ALEXANDER L. EFROS :
LES PREMIERS PAS THÉORIQUES
Alexander L. Efros a obtenu son PhD en 1978 à l’Université technique de Leningrad.
De 1981 à 1990, il est chercheur à l’Institut Physico- Technique Ioffe de Leningrad. En 1990 il émigre en Allemagne et devient chercheur à l’Université Technique de Munich. En 1992, il est chercheur invité au MIT (Cambridge, MA) et devient en 1993 consultant au Naval Research Laboratory (NRL) à Washington DC. Depuis 1999, il est chercheur senior au même NRL.
En 2006, il partage le prix R. W. Wood prize de la Optical Society of America avec Alexei Ekimov et Louis Brus pour la découverte des quantum dots.

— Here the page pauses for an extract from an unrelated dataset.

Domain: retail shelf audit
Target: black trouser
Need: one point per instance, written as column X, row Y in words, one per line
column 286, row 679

En 2008, il reçoit le Humboldt Research Award for Senior U.S. Scientists.
En 2013, il partage avec Alexei Ekimov la Médaille Gross de la Société d’optique russe Rozhdestvensky.
« Ironiquement, certains effets optiques des nanoparticules étaient là, sous nos yeux, depuis des siècles. Les vitraux de nos cathédrales contiennent des nanoparticules de métaux, comme le cuivre, ou d’alliages semi-conducteurs, auxquelles ils doivent leurs couleurs vibrantes. »
« Lorsque nous avons commencé à dire, avec Alexei Ekimov, que la couleur dépendait uniquement de la taille des particules, de nombreux chercheurs étaient très sceptiques. Et il nous a fallu encore plusieurs années d’expérimentation pour convaincre la communauté scientifique. »
« Alexei Ekimov était à l’Institut Vavilov, et moi à Ioffe, mais par chance nous étions voisins. Nous habitions des deux pièces identiques, à 3 mn l’un de l’autre. La théorie des quantum dots est donc née, à domicile, chez nous, autour de nos tables de cuisine. »
« La grande affaire, ce sera les applications médicales. Les quantum dots ont des propriétés remarquables qui en font des véhicules idéaux pour toutes sortes de nouvelles techniques pour détecter, visualiser, diagnostiquer et intervenir dans le corps humain. »
LOUIS E. BRUS :
LES PREMIERS QDs COLLOÏDAUX
Louis E. Brus a obtenu son PhD à l’Université de Columbia (NY, NY).
Il rejoint en 1973 les Bell Laboratories de AT&T (Murray Hill, New Jersey). C’est là qu’il découvre en 1982 les quantum dots colloïdaux.
En 1996, il quitte les Bell Labs pour rejoindre l’Université de Columbia (NY, NY).
Il est élu à l’Académie des Sciences des États-Unis en 2004 .
En 2006, il partage le prix R. W. Wood prize de la Optical Society of America avec Alexei Ekimov et Alexander Efros pour la découverte des quantum dots. Pour la même raison, il obtient également le prix Kavli de Nanoscience en 2008 et le NAS Award in Chemical Sciences en 2010, ainsi que le Franklin Institute’s Bower Award and Prize for Achievement in Science en 2012.